Safe to say, Game Of Thrones could have turned out very differently if any one of those ideas had stuck!
What can we take from these notes?
While it’s undeniable that the series evolved a lot during the writing process there are some common threads.
We can make a few guesses and ponder about the future of the series based on the information here.
Firstly, it seems reasonably likely that the idea of Jon, Bran, Ayra, Daenerys, and Tyrion surviving the series will happen.
They are five of the seven characters who appear most often in the series (the others are Catelyn and Sansa.) If anyone is going to survive all the way through, it’s probably this lot.

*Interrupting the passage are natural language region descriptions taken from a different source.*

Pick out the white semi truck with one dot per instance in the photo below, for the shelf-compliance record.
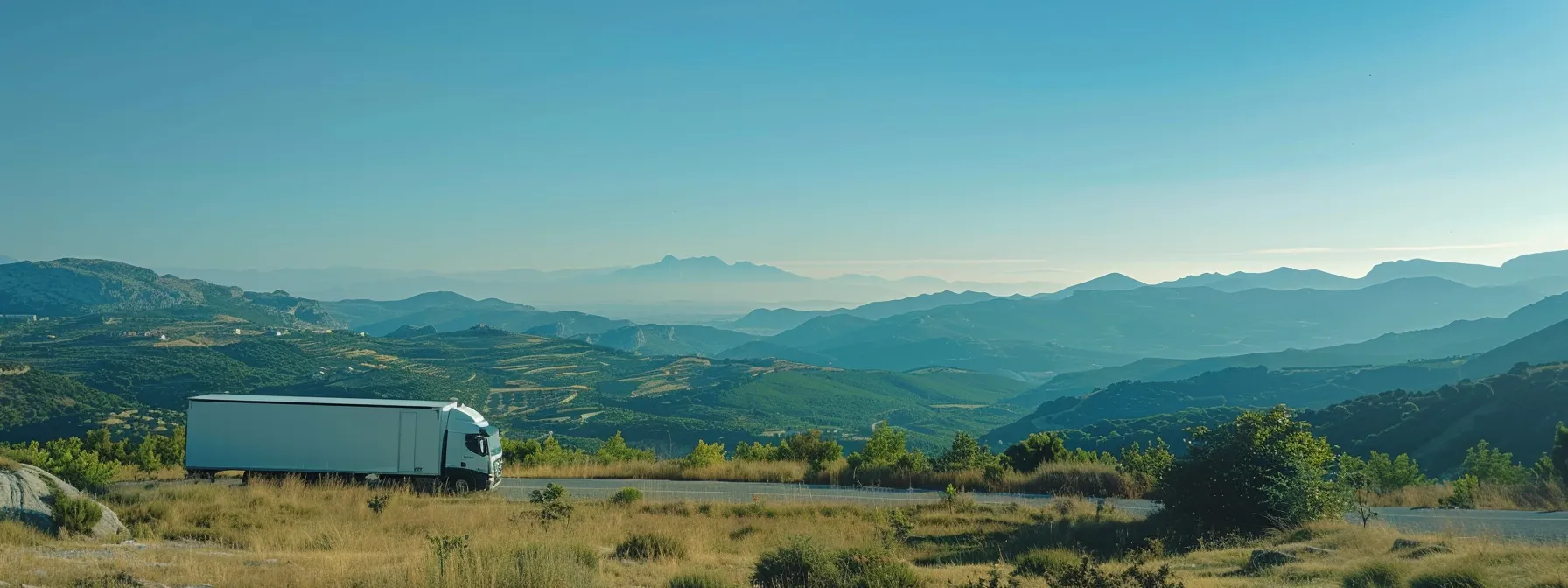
(425, 443)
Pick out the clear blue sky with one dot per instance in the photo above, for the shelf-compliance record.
(1012, 140)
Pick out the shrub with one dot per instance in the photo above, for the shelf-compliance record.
(1377, 574)
(700, 580)
(1263, 469)
(1492, 466)
(704, 455)
(1092, 576)
(1455, 578)
(615, 449)
(966, 453)
(1146, 466)
(799, 565)
(75, 514)
(558, 566)
(651, 546)
(1463, 493)
(626, 496)
(1046, 564)
(863, 568)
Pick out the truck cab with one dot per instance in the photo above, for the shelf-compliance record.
(472, 451)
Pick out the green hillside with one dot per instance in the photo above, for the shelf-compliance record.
(73, 287)
(1200, 322)
(1462, 338)
(1514, 411)
(670, 339)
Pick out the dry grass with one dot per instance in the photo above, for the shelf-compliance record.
(1528, 497)
(730, 471)
(1068, 479)
(1355, 550)
(324, 535)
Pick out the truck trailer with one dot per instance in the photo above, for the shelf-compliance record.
(430, 444)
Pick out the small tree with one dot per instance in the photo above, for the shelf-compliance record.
(1492, 466)
(883, 449)
(1146, 466)
(615, 449)
(1263, 469)
(1037, 449)
(966, 453)
(756, 452)
(704, 455)
(1559, 455)
(811, 449)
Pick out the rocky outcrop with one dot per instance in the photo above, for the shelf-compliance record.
(25, 494)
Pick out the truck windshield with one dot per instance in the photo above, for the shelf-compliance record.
(477, 443)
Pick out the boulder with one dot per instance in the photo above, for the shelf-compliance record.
(25, 494)
(1264, 558)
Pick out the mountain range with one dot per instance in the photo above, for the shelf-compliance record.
(1109, 326)
(693, 289)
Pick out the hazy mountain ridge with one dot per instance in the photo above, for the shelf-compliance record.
(1298, 388)
(1462, 338)
(662, 287)
(90, 286)
(1545, 271)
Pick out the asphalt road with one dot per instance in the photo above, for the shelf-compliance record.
(1506, 524)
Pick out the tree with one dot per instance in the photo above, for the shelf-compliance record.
(1382, 474)
(1037, 449)
(1492, 466)
(1559, 455)
(704, 455)
(883, 449)
(966, 453)
(1146, 466)
(1263, 469)
(756, 452)
(811, 449)
(615, 449)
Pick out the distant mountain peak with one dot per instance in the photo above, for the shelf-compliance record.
(708, 269)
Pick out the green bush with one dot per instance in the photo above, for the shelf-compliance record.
(615, 449)
(1455, 578)
(626, 496)
(864, 568)
(1377, 574)
(1046, 564)
(558, 566)
(1463, 493)
(651, 546)
(799, 565)
(704, 455)
(700, 580)
(75, 516)
(1033, 451)
(1264, 469)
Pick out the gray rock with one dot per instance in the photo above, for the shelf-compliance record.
(1264, 558)
(1405, 544)
(25, 496)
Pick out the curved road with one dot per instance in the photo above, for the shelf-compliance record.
(1508, 524)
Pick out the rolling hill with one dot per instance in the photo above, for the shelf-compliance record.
(1515, 413)
(67, 287)
(789, 318)
(1298, 388)
(1462, 338)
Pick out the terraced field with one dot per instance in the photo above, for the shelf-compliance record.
(528, 384)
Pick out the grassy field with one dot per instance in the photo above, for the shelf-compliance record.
(1073, 479)
(298, 535)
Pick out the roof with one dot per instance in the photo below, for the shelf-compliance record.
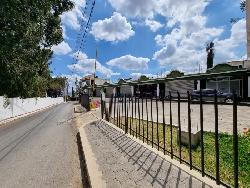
(199, 76)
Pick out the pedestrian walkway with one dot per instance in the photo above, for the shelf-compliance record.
(124, 162)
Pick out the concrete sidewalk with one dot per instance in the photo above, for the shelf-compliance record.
(118, 160)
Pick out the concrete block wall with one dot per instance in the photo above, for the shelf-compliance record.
(125, 89)
(12, 107)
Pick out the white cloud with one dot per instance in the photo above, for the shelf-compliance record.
(73, 18)
(115, 28)
(225, 49)
(61, 49)
(184, 47)
(129, 62)
(180, 11)
(85, 65)
(72, 80)
(153, 25)
(134, 8)
(137, 75)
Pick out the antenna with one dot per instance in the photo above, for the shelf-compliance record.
(96, 56)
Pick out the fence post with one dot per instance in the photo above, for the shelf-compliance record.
(216, 139)
(179, 123)
(171, 124)
(114, 107)
(110, 108)
(157, 123)
(202, 141)
(235, 142)
(164, 127)
(102, 106)
(152, 127)
(189, 132)
(147, 116)
(125, 109)
(142, 119)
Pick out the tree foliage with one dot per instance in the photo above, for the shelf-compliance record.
(28, 29)
(56, 86)
(243, 5)
(175, 74)
(143, 78)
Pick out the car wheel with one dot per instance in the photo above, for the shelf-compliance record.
(229, 100)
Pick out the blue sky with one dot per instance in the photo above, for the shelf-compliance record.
(150, 37)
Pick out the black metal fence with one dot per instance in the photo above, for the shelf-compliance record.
(140, 117)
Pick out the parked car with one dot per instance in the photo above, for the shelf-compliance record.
(208, 95)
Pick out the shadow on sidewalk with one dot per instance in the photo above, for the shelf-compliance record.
(155, 169)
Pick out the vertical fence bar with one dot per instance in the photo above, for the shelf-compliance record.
(202, 137)
(152, 127)
(125, 114)
(189, 132)
(164, 126)
(130, 114)
(114, 107)
(117, 113)
(122, 114)
(147, 116)
(132, 121)
(102, 106)
(139, 116)
(171, 124)
(157, 123)
(110, 108)
(179, 123)
(235, 142)
(136, 132)
(142, 119)
(216, 139)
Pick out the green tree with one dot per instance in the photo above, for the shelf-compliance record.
(174, 74)
(56, 86)
(143, 78)
(210, 55)
(28, 29)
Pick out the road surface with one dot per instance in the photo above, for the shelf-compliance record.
(40, 150)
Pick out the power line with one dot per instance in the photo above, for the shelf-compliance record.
(82, 37)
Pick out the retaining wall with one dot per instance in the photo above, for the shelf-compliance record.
(11, 107)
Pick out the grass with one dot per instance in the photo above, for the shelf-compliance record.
(225, 150)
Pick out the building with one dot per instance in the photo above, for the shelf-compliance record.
(248, 27)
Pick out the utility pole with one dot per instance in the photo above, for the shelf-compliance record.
(96, 56)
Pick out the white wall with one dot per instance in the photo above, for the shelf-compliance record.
(15, 106)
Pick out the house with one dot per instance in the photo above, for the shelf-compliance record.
(91, 83)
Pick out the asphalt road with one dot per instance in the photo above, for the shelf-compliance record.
(40, 150)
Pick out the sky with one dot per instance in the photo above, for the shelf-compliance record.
(147, 37)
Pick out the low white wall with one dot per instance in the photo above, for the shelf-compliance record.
(15, 106)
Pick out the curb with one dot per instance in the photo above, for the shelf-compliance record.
(94, 175)
(176, 163)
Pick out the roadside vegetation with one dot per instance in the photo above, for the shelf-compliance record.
(28, 30)
(225, 149)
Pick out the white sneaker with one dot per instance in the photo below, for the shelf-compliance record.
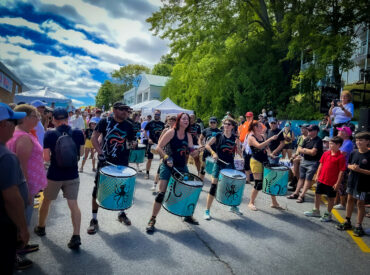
(339, 207)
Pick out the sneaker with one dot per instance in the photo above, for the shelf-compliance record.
(93, 228)
(22, 263)
(207, 215)
(191, 220)
(75, 242)
(28, 249)
(339, 207)
(358, 231)
(124, 219)
(40, 231)
(344, 226)
(326, 217)
(235, 209)
(150, 228)
(312, 213)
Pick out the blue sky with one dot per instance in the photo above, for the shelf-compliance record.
(72, 46)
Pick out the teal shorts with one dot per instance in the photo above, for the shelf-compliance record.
(165, 171)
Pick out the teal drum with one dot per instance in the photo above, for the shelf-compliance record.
(137, 155)
(210, 162)
(182, 194)
(116, 187)
(230, 187)
(275, 180)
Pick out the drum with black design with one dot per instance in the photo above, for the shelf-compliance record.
(116, 187)
(182, 194)
(230, 187)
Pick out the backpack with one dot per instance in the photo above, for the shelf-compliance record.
(66, 154)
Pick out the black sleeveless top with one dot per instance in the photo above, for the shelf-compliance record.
(259, 154)
(179, 149)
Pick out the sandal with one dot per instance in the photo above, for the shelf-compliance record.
(292, 197)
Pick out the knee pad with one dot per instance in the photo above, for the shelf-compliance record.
(159, 198)
(258, 185)
(213, 189)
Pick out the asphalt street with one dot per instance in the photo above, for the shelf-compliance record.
(267, 241)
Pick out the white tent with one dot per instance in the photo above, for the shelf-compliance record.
(45, 95)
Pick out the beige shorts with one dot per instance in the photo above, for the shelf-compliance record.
(69, 188)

Sansa might be next in line for the chop
Clearly the original plan was for Sansa to end up on the side of the villains.
The fact that Martin doesn’t make clear that she’ll survive doesn’t bode particularly well for her.
Plus, watching the TV version, it does seem like the writers are setting Sansa up for a fall. Perhaps she’ll end up with outline-Catelyn’s fate and die at the hands of the White Walkers.

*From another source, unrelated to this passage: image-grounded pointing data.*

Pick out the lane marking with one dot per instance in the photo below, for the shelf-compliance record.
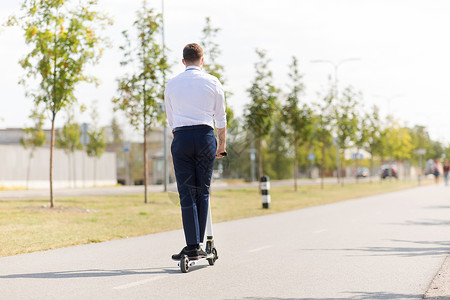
(260, 248)
(138, 283)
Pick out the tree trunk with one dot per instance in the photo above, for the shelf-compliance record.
(342, 165)
(295, 167)
(69, 169)
(371, 168)
(145, 163)
(356, 165)
(52, 146)
(260, 169)
(29, 167)
(95, 171)
(322, 175)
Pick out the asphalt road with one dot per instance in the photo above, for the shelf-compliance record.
(122, 190)
(381, 247)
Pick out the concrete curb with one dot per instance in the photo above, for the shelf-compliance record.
(439, 288)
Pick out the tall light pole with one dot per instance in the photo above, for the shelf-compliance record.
(389, 100)
(336, 66)
(166, 173)
(390, 120)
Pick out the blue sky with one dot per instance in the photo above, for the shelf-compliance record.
(403, 48)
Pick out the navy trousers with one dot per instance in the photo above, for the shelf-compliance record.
(193, 152)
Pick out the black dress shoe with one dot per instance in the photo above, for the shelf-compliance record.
(191, 254)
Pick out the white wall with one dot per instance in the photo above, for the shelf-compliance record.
(68, 170)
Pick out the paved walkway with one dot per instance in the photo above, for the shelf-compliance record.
(381, 247)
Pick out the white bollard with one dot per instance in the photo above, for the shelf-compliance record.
(265, 191)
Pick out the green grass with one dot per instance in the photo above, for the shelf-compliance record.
(30, 225)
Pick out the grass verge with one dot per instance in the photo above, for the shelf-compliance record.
(29, 225)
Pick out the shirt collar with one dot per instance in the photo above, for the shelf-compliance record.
(193, 68)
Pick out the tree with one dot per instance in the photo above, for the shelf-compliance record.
(278, 155)
(259, 113)
(361, 138)
(374, 143)
(141, 92)
(34, 136)
(63, 40)
(297, 121)
(323, 121)
(211, 66)
(97, 141)
(117, 132)
(68, 138)
(345, 114)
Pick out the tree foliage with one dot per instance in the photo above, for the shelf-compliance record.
(296, 118)
(141, 91)
(63, 39)
(212, 52)
(259, 113)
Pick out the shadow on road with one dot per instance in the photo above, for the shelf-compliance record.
(425, 222)
(355, 296)
(434, 248)
(92, 273)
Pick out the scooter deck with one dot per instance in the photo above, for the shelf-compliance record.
(193, 262)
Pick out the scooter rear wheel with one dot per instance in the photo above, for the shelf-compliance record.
(212, 260)
(184, 264)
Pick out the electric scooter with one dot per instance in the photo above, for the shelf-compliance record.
(211, 252)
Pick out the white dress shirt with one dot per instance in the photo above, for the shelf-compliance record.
(195, 97)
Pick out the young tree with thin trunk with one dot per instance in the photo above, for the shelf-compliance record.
(259, 113)
(374, 139)
(297, 120)
(97, 141)
(211, 66)
(63, 40)
(323, 121)
(361, 139)
(141, 92)
(34, 137)
(347, 121)
(68, 138)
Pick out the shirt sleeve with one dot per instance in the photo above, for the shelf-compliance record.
(220, 115)
(169, 110)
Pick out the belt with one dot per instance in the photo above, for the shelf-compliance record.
(191, 127)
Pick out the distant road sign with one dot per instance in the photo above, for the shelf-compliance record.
(420, 151)
(126, 146)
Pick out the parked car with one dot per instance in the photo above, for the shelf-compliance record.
(386, 172)
(362, 172)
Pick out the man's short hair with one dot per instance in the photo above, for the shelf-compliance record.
(192, 53)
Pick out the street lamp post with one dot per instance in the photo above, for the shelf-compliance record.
(166, 173)
(390, 120)
(336, 66)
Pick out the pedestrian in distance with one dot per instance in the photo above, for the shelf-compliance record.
(446, 170)
(195, 102)
(437, 170)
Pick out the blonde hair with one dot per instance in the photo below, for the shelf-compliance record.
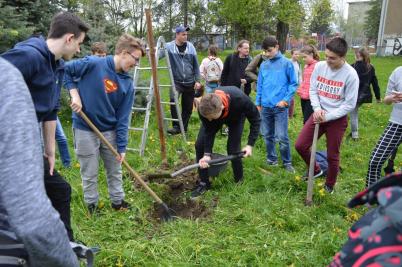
(129, 43)
(210, 104)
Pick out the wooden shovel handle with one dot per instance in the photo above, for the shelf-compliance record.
(114, 151)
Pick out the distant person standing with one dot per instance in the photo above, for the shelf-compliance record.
(276, 85)
(99, 49)
(295, 61)
(234, 68)
(367, 77)
(392, 135)
(311, 57)
(211, 69)
(186, 75)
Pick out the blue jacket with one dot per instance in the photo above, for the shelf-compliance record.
(41, 72)
(107, 96)
(185, 67)
(277, 81)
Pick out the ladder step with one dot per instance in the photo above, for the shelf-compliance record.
(138, 109)
(150, 68)
(170, 119)
(135, 129)
(141, 88)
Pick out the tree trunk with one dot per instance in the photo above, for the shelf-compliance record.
(282, 30)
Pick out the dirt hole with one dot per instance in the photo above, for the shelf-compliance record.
(177, 198)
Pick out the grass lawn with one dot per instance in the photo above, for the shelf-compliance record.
(262, 222)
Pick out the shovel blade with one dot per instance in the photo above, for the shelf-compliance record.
(167, 214)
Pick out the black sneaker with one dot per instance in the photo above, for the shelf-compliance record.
(92, 208)
(239, 181)
(173, 131)
(329, 189)
(316, 175)
(200, 189)
(123, 206)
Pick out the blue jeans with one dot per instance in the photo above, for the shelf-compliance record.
(210, 87)
(275, 121)
(62, 145)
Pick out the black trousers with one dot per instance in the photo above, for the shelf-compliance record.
(233, 146)
(187, 99)
(59, 193)
(307, 109)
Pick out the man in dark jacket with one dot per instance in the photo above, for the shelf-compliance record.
(227, 105)
(233, 73)
(41, 63)
(186, 75)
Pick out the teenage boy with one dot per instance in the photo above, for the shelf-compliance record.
(294, 53)
(186, 75)
(103, 89)
(227, 105)
(41, 63)
(333, 94)
(30, 228)
(276, 86)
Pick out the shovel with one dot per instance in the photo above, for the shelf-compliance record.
(167, 214)
(194, 166)
(310, 183)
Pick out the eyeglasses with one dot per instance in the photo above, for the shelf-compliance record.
(269, 50)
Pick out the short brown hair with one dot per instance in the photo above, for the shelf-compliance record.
(240, 45)
(338, 46)
(66, 22)
(210, 104)
(129, 43)
(98, 47)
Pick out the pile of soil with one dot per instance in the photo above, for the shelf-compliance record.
(177, 197)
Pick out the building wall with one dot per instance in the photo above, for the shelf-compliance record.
(355, 22)
(390, 40)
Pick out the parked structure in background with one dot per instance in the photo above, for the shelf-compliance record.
(355, 33)
(389, 41)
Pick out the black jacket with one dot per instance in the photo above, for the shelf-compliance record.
(240, 105)
(234, 69)
(367, 76)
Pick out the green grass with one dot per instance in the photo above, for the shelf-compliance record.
(263, 222)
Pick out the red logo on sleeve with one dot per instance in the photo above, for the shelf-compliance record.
(110, 86)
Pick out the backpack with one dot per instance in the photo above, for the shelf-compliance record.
(213, 71)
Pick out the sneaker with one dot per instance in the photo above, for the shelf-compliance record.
(272, 163)
(200, 190)
(123, 206)
(173, 131)
(289, 168)
(92, 208)
(316, 175)
(239, 181)
(329, 189)
(225, 131)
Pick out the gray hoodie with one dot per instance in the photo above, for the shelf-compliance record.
(334, 91)
(26, 213)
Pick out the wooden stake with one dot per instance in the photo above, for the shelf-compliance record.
(310, 184)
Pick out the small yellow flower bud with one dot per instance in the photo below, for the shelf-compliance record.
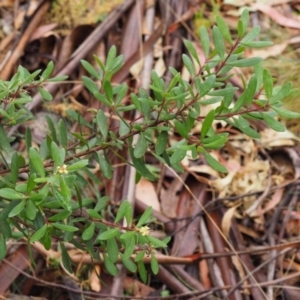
(145, 230)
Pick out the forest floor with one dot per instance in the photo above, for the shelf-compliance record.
(256, 205)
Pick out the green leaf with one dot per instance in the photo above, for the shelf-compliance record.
(154, 264)
(129, 264)
(110, 267)
(142, 271)
(93, 214)
(2, 246)
(204, 40)
(58, 78)
(182, 130)
(105, 166)
(139, 164)
(216, 142)
(140, 256)
(39, 234)
(5, 141)
(250, 132)
(110, 57)
(55, 153)
(14, 167)
(245, 19)
(78, 165)
(51, 128)
(66, 260)
(60, 216)
(124, 128)
(90, 84)
(156, 242)
(177, 156)
(274, 124)
(161, 143)
(36, 161)
(206, 86)
(63, 135)
(108, 90)
(207, 123)
(64, 190)
(28, 140)
(45, 94)
(286, 113)
(30, 210)
(141, 146)
(10, 194)
(64, 227)
(245, 62)
(102, 123)
(61, 199)
(17, 209)
(89, 68)
(251, 35)
(88, 232)
(189, 65)
(144, 217)
(192, 51)
(214, 163)
(102, 203)
(240, 102)
(224, 29)
(112, 250)
(128, 213)
(48, 71)
(282, 93)
(129, 247)
(251, 89)
(121, 211)
(219, 42)
(268, 83)
(121, 92)
(110, 233)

Jaime is probably also going to die
Yep, in this outline, Jaime is clearly set up as the major villain of the book series.
His death seems pretty likely at the resolution of the series. His plot line in this draft echoes the TV version of Cersei so she’ll probably die at some point soon.
Maybe TV Jaime will survive instead.
Jon and Daenerys is probably going to happen
Safe to say, the Jon and Ayra story is not going to happen.
So maybe Jon and Daenerys will get that instead. Because what’s an epic fantasy series with a romance?
Those hints we got in the dragon glass Cave? Those are probably going to build to something after all.
Daenerys might die
This outline seems to prove the idea that Martin’s plans for Daenerys have never been clear.
Out of all the character arcs, hers gets the least explanation. We never get Daenerys’ invasion of the Seven Kingdoms here, much less her eventually winning the throne.
It might be possible that she doesn’t make it in the end. Then again, we’re pretty tentative on this suggestion so don’t take that as wrote.
And that’s basically it. To be fair to old GRRM, he knew how to create intrigue right from the start. He’s not giving too much away.
Of course, it takes a special kind of stupid to attempt to merge book canon with TV series canon.
Adding the canon of an old-time story outline probably confuses things even further.
In short: don’t feel like any conclusions you can draw from this are necessary correct. Still, it’s fun to speculate!